EVREREST HRS est un registre publié récemment dans le JACC, qui aurait pu être intéressant. Comme je l’avais écrit dans cette note, le type d’insuffisance mitrale qui pourrait bénéficier d’un mitraclip n’est pas encore très claire.

Alfieri s’attaquait plutôt aux IM dégénératives type Barlow (avec des feuillets bien épais, et avec un anneau prothétique). L’étude EVEREST, qui comparait mitraclip et chirurgie, s’intéressait aux deux. Mais en regardant de plus près les critères d’inclusions, (pas trop de prolapsus, pas trop de restriction, et finalement pas trop de fuite…), les bons candidats semblent plutôt être dans le camp de l’IM fonctionnelle (de la cardiopathie ischémique ou fonctionnelle), considérée sévère avec des surface d’orifice régurgitant relativement faible à 20 mm2.

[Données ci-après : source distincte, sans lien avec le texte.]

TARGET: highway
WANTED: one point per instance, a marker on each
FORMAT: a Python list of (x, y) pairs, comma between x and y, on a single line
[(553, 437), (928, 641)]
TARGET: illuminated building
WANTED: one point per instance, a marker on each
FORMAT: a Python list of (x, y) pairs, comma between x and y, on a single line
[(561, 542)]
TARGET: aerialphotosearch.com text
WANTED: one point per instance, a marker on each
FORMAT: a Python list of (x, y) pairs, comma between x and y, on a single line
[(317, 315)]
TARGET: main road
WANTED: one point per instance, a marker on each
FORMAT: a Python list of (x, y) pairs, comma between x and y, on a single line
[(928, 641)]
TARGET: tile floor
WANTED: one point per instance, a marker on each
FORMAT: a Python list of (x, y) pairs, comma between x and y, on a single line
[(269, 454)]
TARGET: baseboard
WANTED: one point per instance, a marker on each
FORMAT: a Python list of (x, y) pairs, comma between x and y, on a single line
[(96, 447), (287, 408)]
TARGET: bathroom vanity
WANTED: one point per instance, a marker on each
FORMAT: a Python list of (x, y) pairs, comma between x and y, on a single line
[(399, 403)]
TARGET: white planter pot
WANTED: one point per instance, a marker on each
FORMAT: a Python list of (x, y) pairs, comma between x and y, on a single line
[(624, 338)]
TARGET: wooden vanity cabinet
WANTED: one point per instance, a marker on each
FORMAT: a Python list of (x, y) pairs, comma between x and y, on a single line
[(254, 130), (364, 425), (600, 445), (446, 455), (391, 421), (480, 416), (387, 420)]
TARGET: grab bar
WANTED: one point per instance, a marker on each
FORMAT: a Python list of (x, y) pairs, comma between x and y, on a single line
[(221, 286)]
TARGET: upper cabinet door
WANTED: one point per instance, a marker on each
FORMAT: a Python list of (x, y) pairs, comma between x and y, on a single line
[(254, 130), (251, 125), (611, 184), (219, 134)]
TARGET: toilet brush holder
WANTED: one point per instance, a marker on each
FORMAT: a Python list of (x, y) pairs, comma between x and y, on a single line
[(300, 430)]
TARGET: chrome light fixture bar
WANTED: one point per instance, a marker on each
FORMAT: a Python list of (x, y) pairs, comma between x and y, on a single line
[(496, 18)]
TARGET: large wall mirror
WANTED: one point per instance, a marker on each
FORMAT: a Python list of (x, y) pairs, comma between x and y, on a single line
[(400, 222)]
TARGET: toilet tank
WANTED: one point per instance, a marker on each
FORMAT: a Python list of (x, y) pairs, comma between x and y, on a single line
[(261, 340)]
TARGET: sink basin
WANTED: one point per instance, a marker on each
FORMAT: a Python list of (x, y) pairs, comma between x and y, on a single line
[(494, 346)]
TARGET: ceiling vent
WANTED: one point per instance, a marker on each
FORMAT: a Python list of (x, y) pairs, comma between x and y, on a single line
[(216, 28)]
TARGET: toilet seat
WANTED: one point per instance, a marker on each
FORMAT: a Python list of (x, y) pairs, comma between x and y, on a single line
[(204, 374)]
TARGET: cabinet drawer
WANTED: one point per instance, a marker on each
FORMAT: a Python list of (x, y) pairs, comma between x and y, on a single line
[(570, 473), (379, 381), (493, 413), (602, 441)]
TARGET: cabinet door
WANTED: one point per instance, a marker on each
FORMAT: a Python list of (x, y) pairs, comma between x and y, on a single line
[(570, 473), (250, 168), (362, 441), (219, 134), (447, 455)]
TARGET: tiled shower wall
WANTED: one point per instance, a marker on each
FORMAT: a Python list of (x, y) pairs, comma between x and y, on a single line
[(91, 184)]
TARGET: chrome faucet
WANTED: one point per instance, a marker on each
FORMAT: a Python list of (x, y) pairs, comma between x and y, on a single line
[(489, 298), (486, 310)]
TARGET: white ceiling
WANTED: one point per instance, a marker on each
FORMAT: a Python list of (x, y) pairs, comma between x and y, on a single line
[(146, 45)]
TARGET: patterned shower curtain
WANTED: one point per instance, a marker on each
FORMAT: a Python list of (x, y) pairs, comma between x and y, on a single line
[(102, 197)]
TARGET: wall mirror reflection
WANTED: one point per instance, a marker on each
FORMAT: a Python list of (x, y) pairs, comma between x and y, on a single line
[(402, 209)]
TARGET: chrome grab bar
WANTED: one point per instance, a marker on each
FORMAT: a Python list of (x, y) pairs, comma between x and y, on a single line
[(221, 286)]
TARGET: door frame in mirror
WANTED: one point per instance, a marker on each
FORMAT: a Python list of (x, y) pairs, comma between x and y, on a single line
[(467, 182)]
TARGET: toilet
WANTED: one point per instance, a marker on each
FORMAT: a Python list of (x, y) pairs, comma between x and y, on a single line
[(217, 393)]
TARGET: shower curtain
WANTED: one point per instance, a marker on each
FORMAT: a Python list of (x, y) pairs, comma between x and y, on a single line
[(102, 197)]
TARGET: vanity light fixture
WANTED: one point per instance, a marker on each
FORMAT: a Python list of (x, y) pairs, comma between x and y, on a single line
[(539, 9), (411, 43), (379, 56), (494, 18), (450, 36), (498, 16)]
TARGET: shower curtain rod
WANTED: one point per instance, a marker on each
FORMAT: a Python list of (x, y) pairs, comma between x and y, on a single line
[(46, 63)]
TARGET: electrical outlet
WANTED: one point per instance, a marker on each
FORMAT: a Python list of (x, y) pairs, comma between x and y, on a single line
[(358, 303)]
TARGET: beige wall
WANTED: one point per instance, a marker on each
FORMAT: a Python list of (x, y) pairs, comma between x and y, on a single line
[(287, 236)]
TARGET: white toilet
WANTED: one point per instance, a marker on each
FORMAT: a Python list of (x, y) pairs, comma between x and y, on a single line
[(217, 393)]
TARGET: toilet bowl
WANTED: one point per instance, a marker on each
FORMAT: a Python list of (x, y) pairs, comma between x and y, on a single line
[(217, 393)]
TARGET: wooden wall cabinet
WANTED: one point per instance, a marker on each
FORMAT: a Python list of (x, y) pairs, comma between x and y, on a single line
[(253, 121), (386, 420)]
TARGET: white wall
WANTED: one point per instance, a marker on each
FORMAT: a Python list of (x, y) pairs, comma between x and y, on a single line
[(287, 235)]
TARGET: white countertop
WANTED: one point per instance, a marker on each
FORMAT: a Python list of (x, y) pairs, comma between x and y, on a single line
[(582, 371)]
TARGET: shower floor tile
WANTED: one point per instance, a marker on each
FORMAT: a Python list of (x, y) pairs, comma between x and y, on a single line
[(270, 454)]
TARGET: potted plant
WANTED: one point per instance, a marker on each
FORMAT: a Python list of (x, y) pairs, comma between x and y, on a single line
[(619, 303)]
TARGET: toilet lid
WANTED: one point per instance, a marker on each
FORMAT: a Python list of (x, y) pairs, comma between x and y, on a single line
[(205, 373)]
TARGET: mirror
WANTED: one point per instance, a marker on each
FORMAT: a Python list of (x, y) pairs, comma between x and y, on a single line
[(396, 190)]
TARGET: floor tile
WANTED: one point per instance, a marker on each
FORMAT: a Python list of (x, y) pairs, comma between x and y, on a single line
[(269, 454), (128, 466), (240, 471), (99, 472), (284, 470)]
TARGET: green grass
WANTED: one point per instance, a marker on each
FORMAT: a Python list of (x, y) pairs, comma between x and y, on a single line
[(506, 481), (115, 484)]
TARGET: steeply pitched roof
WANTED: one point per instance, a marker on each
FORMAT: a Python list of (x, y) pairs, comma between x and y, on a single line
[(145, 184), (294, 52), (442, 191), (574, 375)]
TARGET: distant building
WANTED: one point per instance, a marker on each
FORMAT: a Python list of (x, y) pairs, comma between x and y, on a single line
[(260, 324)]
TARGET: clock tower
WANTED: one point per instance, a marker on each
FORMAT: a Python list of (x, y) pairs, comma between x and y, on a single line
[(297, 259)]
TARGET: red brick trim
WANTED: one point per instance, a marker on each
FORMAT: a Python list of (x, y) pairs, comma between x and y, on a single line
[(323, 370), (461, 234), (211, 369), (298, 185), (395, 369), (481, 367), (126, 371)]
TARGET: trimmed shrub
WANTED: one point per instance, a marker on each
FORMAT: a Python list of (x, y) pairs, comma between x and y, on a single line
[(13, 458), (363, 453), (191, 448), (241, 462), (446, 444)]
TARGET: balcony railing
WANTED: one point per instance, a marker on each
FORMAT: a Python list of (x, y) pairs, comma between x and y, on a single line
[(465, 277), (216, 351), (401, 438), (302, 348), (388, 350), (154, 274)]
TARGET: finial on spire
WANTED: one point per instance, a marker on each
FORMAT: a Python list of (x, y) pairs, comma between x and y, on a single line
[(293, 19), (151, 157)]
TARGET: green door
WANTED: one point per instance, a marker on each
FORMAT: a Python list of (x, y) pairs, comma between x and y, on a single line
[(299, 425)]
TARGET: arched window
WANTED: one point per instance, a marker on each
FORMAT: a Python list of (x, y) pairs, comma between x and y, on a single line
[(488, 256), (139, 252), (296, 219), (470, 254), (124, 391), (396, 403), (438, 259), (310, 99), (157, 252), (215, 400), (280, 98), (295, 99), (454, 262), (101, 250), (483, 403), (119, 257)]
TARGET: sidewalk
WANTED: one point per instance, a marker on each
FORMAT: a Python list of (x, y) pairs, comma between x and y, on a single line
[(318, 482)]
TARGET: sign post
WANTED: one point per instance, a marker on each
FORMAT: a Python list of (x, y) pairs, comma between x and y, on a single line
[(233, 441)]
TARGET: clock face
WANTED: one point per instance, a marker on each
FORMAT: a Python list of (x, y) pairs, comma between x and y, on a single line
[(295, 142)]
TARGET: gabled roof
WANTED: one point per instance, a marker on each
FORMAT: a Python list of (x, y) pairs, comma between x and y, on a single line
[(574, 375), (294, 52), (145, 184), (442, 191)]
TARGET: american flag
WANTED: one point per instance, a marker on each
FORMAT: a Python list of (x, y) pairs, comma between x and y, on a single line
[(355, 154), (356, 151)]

Puisqu’on ne connait pas trop la longévité du mitraclip, que les feuillets des IM fonctionnelles sont souvent fins (voire très fins), et que la chirurgie n’est que très rarement réalisée chez ces patients du fait de ces mauvais résultats à long terme, le mitraclip se profil pour des patients en insuffisance cardiaque réfractaire avec des IM importantes.

Et justement HRS signifie High Risk Study.
Je ne reviendrai pas sur la méthodologie de cette article, qui est méticuleusement massacrée par l’éditorial du JACC. Globalement, ces patients à “haut risque” ont surtout des comorbidités, mais la FEVG du groupe est à 55 (!), le diamètre télédiastolique du VG est inférieur à 60 mm, le diamètre télésystolique à 39 mm en moyenne.
Bref, un nouveau coup d’agrafeuse dans l’eau.

Alors, IM fonctionnelle ou dégénérative?
Au fond, quelle importance? Comme disait Hendrix (qui n’a pas attendu les HP 5500 pour utiliser la deuxième harmonique) dans “red house” : “if my baby don’t love me no more, I know her sister will!”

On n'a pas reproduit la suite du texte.